“Really. You think she’s up to party.”
“You know what I mean…” I kiss him again quickly. “I’ve never kissed you in the library. Think of all the places we could have kissed if we’d figured this out sooner.”
He looks up at my forehead, threading one hand into my hair. His grey eyes are enormous. “If you’d figured it out sooner…”
I could argue with him, tease him, return his serve. But I don’t want to. I push him back against a bookshelf and kiss him some more. My hands are on his waist. I can feel his skin, cool through his cotton shirt.
Baz is wearing another long-sleeved button-down. (I don’t think the heat ever bothers him, even when the sun does.) This one’s got brown and blue stripes, but when you get close, you see that the blue stripes are flowers. His trousers are nice, too—inky blue. He said he dressed up for Lady Ruth, but I think he just likes to dress up. I think he likes to look like he’s going somewhere important.
I push my chest against his. The shelf behind him creaks.
How much kissing would there have been? If I’d figured it out sooner?
In the library, on the Great Lawn. In our room …
Christ. Baz in our room, his hair slicked back, his tie perfectly knotted— hating me. (But not really hating me. Not only hating me.) He puts his other hand in my hair, too, like he’s trying to hold me steady.
Every time I push my face forward, the back of his head knocks books off the shelf behind him.
How many walls could I have shoved him up against? How many empty corners could we have found?
This was our place. Watford. Ours like no one else’s. Maybe that sounds arrogant, but it’s true. His, because his mother died here. Mine, because it was mine to protect.
His mouth opens for me …
(I don’t understand what this is. Why people do it. Why we stoke fires in each other. What are we burning?)
The shelf creaks again. I rub my cock into his hip.
How many walls? How many hallways?
What else would I have figured out, if I’d got to this sooner?
Baz turns his face away and unhooks Lady Ruth’s glasses from his ears.
“I’m sorry,” I pant.
He looks confused. The spring on one side is caught in his hair. “For what?”
I shrug. I don’t know. I hug him closer. My arms are crossed in the small of his back. “Breaking your nose. In fourth year.”
He laughs. “Oh. Well. You should be sorry about that.”
I lean forward and bite his nose, right at the crooked part.
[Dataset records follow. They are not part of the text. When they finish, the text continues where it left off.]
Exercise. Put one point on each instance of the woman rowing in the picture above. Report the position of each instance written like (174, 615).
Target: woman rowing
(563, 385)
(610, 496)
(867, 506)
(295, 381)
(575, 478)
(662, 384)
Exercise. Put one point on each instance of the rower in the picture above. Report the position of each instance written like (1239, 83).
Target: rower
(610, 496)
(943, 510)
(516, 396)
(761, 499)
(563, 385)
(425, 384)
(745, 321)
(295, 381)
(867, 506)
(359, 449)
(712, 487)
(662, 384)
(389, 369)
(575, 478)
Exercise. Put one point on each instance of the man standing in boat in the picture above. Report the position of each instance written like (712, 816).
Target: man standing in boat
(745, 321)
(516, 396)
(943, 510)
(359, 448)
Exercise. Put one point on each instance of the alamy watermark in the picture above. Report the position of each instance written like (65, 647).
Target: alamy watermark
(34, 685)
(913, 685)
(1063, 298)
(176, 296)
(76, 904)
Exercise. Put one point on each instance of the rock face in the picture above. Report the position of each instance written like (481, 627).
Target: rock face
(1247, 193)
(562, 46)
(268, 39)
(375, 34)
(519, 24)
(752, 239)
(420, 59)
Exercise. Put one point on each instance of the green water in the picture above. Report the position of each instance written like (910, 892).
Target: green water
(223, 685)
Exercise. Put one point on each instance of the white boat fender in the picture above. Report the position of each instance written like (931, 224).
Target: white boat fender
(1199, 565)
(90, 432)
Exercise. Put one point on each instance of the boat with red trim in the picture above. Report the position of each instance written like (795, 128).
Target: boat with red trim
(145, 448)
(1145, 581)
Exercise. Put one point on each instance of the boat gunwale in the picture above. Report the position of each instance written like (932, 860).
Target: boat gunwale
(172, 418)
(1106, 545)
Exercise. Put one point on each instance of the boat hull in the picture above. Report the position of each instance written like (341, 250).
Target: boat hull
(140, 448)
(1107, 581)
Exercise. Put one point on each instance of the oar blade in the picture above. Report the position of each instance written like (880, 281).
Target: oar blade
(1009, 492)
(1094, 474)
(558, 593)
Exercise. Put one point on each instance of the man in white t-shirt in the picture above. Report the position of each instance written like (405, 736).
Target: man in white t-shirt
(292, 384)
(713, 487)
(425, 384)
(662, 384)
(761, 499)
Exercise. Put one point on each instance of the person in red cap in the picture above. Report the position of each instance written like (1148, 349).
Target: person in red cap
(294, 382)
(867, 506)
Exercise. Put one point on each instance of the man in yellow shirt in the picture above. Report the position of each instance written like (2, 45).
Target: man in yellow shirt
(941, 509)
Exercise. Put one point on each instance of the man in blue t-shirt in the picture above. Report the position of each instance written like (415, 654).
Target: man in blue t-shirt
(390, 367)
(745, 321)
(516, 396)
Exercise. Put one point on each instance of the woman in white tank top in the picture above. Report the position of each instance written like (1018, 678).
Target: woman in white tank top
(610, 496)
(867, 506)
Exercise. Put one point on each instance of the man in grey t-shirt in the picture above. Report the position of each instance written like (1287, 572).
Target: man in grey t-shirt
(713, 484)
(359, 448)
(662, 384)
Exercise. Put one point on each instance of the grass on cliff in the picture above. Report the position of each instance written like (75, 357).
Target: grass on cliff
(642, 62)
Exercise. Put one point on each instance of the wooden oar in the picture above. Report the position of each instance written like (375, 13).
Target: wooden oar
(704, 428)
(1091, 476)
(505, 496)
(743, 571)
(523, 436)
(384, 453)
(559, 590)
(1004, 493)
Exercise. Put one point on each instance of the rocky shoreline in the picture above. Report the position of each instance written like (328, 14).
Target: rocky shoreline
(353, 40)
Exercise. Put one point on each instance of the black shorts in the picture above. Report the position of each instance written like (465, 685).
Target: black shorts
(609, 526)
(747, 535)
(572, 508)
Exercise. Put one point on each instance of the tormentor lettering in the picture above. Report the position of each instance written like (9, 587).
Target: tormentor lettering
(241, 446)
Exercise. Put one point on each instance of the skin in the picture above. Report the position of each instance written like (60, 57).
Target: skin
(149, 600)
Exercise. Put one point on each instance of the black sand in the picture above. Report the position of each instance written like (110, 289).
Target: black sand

“Crowley, Snow—don’t break it again!”
I let go of his nose. And look in his normal-sized eyes. “I’m sorry…” I shake my head. “That I didn’t figure it out sooner. I—I would have liked to have had you for a friend here.”
He sets the reading glasses on the shelf next to him and puts his hands in my hair again, smoothing my curls down and watching them bounce back.
I think Baz would have liked it, too—to have me, here, on his side—but he says, “It was probably meant to happen like it did.”
“Do you believe in that?” I ask. “Fate?”
He shrugs. His back is still against a shelf. My weight is still against him.
“Not exactly. But it’s hard to argue with the timing. My mother’s ghost, the Mage’s plan … My father says that some things—that some people—are written.”
“Like Smith-Richards?”
Baz’s eyes go hard, and he shoves at my shoulder. “Not like Smith-Richards.” He steps forward, pushing me some more. “Make way, Snow. We need to get to the bottom of this nonsense.”
I step aside.
Baz puts the glasses back on and gets his wand out. He stands in front of the wall where The Magickal Record is shelved. “Fine-tooth comb—
Smith!”
The entire wall of bound volumes starts trembling.
“Oh fuck,” Baz says. He grabs my arm and pulls me back, just as a hundred books shake themselves off the shelves.
When the dust clears—not a figure of speech—there are less than a dozen volumes still on the wall.
“It is a common name…” I say.
Baz just sighs.
49
BAZ
We could have used Bunce’s input—and her wand—but we’re making progress. I’d initially planned to get a broader picture of the Smith family.
But narrowing the search to “Smith-Richards” gives us a much smaller stack of books to sort through: just two.